Siendo crio vio a su madre prostituirse, de hecho ella misma les obligaba a ver a él, a su medio hermano y a su marido, cómo atendía a sus clientes pues lo hacía en casa. Pero quizás le hiciera más daño ver cómo su madre golpeaba también a su padre, Anderson Lucas, un alcohólico al que le faltaban las piernas porque se durmió en plena borrachera en las vías de un tren, o peor aún, soportar que su madre le vistiera como si fuera una niña.
Por supuesto se crió desnutrido, sin atención, sin educación ni valores. Durante un accidente en la escuela tuvo un percance, se lastimó el ojo y como su madre no le llevó al médico, lo perdió. Le pusieron un ojo de vidrio y se le quedó un párpado algo caído. Pero no fue la única burrada que cometió su madre con él; además de que solía morderle con frecuencia, en cierta ocasión le propinó tal paliza que lo dejó semiinconsciente durante tres días, hasta que el proxeneta de su madre, el Tío Bernie, al que había metido en casa, lo llevó al médico por su cuenta. De ese episodio a Henry Lee le quedaron secuelas, tuvo mareos, dolores de cabeza y varios años de confusión mental.

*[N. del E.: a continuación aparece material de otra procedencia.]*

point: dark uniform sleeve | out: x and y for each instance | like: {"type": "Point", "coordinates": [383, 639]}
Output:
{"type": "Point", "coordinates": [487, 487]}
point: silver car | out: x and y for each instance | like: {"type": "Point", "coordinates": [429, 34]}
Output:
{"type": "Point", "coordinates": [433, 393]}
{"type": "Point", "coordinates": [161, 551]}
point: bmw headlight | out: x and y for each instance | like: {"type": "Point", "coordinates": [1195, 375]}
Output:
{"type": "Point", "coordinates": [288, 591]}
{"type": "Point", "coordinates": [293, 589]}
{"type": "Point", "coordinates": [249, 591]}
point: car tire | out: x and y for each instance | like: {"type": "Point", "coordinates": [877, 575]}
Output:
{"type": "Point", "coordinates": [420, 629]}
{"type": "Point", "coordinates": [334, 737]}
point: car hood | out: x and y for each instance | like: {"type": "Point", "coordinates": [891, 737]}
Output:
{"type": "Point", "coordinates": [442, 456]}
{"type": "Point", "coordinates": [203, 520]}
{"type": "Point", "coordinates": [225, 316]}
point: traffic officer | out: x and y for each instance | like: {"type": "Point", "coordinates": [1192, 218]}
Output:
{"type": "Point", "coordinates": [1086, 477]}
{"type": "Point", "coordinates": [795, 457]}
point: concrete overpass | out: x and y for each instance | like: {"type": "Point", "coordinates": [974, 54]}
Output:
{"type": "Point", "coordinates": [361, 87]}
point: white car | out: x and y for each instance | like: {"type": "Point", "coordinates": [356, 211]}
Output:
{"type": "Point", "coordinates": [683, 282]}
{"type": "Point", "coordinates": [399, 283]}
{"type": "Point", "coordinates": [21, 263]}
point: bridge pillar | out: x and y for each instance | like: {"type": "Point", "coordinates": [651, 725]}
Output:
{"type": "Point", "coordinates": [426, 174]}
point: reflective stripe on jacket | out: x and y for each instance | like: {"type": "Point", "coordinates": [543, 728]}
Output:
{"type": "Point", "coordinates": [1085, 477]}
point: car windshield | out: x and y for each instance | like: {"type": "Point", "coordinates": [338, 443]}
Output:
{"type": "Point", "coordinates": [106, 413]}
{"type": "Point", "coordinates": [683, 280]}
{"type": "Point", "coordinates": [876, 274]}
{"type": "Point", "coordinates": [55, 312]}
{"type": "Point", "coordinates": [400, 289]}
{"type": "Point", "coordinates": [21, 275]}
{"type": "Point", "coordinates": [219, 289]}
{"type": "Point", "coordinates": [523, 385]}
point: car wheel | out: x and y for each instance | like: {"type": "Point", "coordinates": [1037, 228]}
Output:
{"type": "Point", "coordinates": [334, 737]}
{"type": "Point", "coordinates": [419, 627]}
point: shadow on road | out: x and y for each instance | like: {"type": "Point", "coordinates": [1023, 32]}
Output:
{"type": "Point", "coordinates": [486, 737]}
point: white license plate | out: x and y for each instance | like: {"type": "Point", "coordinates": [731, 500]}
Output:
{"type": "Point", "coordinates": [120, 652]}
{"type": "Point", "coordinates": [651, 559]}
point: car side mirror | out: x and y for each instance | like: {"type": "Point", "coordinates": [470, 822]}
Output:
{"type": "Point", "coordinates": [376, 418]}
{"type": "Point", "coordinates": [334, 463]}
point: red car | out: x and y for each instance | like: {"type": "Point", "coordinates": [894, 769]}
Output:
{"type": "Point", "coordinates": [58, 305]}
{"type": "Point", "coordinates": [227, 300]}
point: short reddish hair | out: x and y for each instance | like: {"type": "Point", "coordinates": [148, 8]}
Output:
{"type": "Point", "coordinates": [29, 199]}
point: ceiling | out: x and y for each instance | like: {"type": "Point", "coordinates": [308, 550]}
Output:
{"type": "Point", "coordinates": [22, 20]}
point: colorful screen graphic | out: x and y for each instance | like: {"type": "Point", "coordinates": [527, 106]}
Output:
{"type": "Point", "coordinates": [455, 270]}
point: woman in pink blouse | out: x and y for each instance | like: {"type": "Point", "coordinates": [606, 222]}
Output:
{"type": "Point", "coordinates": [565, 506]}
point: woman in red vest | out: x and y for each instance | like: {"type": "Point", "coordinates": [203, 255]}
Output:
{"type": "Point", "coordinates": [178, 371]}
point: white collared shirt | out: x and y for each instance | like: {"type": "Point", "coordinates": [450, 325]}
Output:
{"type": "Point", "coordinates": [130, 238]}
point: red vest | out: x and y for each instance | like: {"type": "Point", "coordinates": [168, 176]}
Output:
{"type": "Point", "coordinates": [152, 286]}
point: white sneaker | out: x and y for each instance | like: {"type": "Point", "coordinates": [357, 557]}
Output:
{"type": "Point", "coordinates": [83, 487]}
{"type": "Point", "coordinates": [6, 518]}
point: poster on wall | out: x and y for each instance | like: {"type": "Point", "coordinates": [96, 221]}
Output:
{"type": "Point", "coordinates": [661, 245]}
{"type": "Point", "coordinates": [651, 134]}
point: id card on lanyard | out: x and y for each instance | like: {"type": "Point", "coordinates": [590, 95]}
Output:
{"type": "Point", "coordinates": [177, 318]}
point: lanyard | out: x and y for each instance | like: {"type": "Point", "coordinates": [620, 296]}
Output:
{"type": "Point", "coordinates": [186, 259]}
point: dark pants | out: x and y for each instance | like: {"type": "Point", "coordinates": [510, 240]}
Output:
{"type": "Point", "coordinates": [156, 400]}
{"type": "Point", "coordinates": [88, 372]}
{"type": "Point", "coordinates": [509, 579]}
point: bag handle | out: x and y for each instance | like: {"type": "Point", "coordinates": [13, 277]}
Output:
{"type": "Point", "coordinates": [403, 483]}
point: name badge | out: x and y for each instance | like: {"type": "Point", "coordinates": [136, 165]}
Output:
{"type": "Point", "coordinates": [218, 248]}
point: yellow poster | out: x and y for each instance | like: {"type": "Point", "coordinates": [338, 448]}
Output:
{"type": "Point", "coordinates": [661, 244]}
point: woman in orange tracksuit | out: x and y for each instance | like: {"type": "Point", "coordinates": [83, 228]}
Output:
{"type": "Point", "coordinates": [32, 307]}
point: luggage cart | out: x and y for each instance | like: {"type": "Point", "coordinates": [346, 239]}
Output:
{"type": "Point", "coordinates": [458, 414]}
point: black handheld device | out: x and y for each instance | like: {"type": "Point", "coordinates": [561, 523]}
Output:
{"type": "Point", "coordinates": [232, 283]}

Respecto a la educación, Henry Lee apenas si fue a la escuela. Los únicos valores y educación que recibió fueron las palizas y la mala vida de su madre, el comer en el suelo o el jugar con navajas sin que nadie le dijera nada. Parece raro decirlo pero puede que fuera una bendición en parte que saliera del colegio porque la madre le obligaba a ir a al escuela vestido de niña, descalzo, y según ratifica una de sus hermanas incluso le hacía bucles en el pelo. Una maestra que se apiadó de él le regaló un par de zapatos, y Viola se enfadó con él por aceptar el regalo. No tenía caridad ni alma. Cuando los maestros decidieron intervenir en favor del niño, Viola Lucas les dejó bien claro que ella era quien cuidaba a su hijo y que lo haría como le diera la gana, que era su vida y que no interfirieran.
Antes de los 10 años Henry Lee ya estaba prácticamente alcoholizado de beber el whisky adulterado que fabricaba el padre, whisky que aunque era para vender, terminaba casi siempre en el estómago de Anderson, y que él mismo alentaba a su hijo para que lo consumieran juntos.
En 1950 los padres tuvieron una discusión que terminó con la marcha del padre. Para cuando encontraron al hombre, conocido como Lucas Sin Piernas (“No Legs Lucas”), estaba muerto y congelado en el bosque.
Sus primeras experiencias sexuales las mantuvo con animales a los que violaba para luego asesinarlos. Nadie lo esperaría de un niño con esa cara de buen chiquillo… pero cuando falleció su padre, el novio y proxeneta de su madre, el tío Bernie, le inició en la zoofilia y le enseñó a torturar animales. Como esa era parte de su educación, el pequeño Henry Lee se dedicó a fornicar con ovejas y perros para luego degollarlos y a continuación, una vez muertos, volverlos a penetrar. Según la biografía de Biography Channel, Henry también mantuvo relaciones sexuales con su hermano.
Finalmente Henry Lee no quiso quedarse a vivir con su madre y se marchó pero como era joven y no sabía hacer nada se dedicó a robar, lo que le llevó a reformatorios.
Henry Lee contó que había matado a su primera víctima con 15 años, en marzo de 1951, a una chica de 17 que le rechazó sexualmente, y que luego tiró su cuerpo a un vertedero. Lo cierto es que no se encontró el cuerpo de esta chica pero había habido una desaparición por esas fechas y podría tratarse de la joven Laura Burnley. Además, Henry Lee acabó retractándose de su confesión.
En 1954 con una sentencia de 6 años de cárcel por varios robos alrededor de Richmond, Virginia, Henry Lee fue encarcelado pero se escapó del penal de Richmond para ir a casa de Opal, su medio-hermana que vivía en Tecumseh, pero lo capturaron y lo volvieron a encerrar.
En la cárcel tuvo sus primeras experiencias sexuales con hombres y cuando salió de allí, el 2 de septiembre de 1959, volvió a casa de Opal. Allí conoce a Stella y antes de Navidad le propone matrimonio, pero su madre se enteró y se negó a que se casara. Estaba acostumbrada a que su hijo hiciera sólo lo que ella quería, y no iba a permitir que nada cambiara.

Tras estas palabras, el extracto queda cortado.